«La nota
dominante en aquella vasta sala, de paredes pintadas de rojo obscuro, con
guirnaldas azules y rosas, era de una verdadera y gran tristeza. Esto no era
proyección de su mente. Él había entrado allí con indiferencia real, y su
estado de ánimo no solo no se había impuesto al espectáculo, sino que era hijo
de él. La tétrica actitud de quien sabe va a tomar un remedio que no es tal,
sino descanso transitorio lo llenaba todo. Los hombres, el público, estaban más
tristes que las mujeres, las cuales incluso bromeaban, mordían manzanas o
fumaban cigarrillos, sin pensar en absoluto en su completa carencia de
vestidos.
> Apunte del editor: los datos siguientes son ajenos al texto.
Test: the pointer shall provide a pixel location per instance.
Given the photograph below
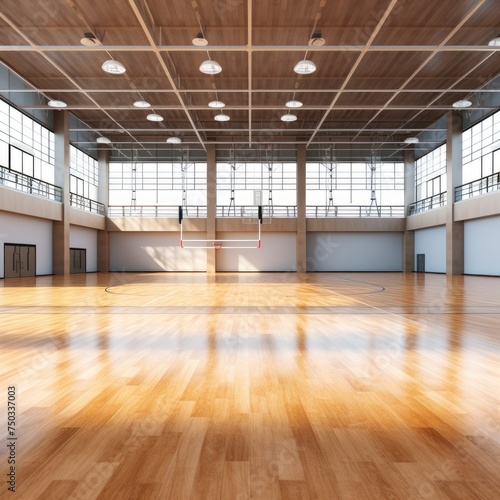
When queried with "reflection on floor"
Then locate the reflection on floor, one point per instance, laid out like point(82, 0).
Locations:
point(247, 386)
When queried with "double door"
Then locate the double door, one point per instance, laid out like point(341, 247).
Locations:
point(77, 260)
point(19, 260)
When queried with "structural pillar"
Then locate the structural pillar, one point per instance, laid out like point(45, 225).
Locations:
point(103, 256)
point(454, 230)
point(409, 236)
point(301, 254)
point(211, 206)
point(60, 229)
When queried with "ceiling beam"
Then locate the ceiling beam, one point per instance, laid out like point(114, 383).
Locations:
point(255, 48)
point(375, 32)
point(429, 58)
point(140, 17)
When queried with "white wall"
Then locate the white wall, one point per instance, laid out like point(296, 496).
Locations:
point(25, 230)
point(148, 251)
point(277, 253)
point(481, 246)
point(83, 237)
point(431, 241)
point(346, 251)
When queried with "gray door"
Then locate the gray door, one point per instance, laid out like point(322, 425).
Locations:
point(19, 260)
point(77, 260)
point(420, 262)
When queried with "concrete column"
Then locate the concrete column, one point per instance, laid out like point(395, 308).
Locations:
point(103, 256)
point(211, 205)
point(409, 236)
point(301, 209)
point(454, 230)
point(60, 229)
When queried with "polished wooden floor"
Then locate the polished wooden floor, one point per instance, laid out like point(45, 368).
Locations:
point(253, 386)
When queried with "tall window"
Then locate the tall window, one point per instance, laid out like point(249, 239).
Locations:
point(430, 174)
point(25, 145)
point(481, 149)
point(84, 174)
point(150, 184)
point(237, 183)
point(334, 184)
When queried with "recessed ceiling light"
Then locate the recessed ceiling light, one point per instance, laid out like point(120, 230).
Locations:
point(103, 140)
point(305, 67)
point(317, 40)
point(153, 117)
point(221, 118)
point(495, 42)
point(113, 67)
point(463, 103)
point(216, 104)
point(142, 104)
point(293, 104)
point(55, 103)
point(200, 40)
point(210, 67)
point(90, 40)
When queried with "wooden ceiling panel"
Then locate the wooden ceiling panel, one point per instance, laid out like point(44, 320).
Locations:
point(280, 98)
point(451, 64)
point(71, 36)
point(56, 29)
point(481, 27)
point(279, 65)
point(187, 64)
point(228, 98)
point(393, 35)
point(221, 35)
point(29, 64)
point(364, 98)
point(179, 13)
point(389, 64)
point(8, 36)
point(35, 13)
point(429, 13)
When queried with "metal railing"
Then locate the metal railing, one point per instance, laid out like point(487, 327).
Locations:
point(277, 211)
point(322, 211)
point(478, 187)
point(26, 184)
point(170, 211)
point(77, 201)
point(436, 201)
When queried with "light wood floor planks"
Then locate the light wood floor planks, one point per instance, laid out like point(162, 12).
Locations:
point(252, 386)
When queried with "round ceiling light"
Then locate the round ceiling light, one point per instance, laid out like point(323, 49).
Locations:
point(103, 140)
point(142, 104)
point(305, 67)
point(90, 40)
point(293, 104)
point(174, 140)
point(210, 67)
point(411, 140)
point(317, 40)
point(216, 104)
point(55, 103)
point(153, 117)
point(200, 40)
point(113, 67)
point(221, 118)
point(463, 103)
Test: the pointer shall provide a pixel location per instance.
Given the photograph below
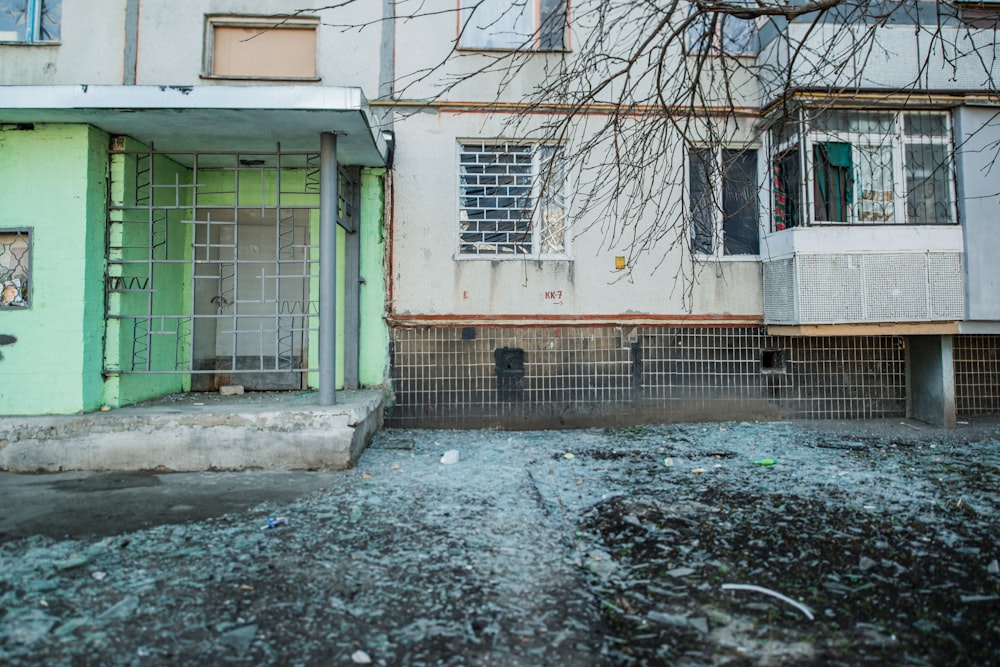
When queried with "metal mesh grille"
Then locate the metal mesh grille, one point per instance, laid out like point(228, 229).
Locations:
point(895, 287)
point(947, 291)
point(212, 264)
point(450, 376)
point(977, 375)
point(779, 291)
point(830, 288)
point(881, 287)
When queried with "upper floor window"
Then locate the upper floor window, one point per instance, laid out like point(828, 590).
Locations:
point(30, 21)
point(865, 167)
point(511, 200)
point(243, 47)
point(717, 34)
point(511, 25)
point(722, 188)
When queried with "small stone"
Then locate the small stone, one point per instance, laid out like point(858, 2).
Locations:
point(240, 638)
point(662, 618)
point(70, 563)
point(121, 610)
point(680, 572)
point(700, 624)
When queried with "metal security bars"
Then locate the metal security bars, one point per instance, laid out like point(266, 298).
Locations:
point(213, 264)
point(511, 200)
point(15, 268)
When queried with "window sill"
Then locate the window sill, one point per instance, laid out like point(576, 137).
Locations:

Los hombres estaban tensos y muy pálidos, acaso tanto como él mismo.
Se sintió tentado de arrodillarse y rezar, al comprender qué infinita labor
benéfica realizaban aquellas mujeres, al ofrecerse de ese modo, por un dinero
que siempre era poco, a la voracidad reseca de aquellos hombres, algunos de los
cuales buscaban placer, otros calor sentimental, o compañía, o contacto simple
con aquellos seres blandos y blancos, distintos a ellos, rugosos y endurecidos
por todos los trabajos que, hechos sin placer ni vocación, eran a la postre tan
prostitución como la de las hembras del lupanar.»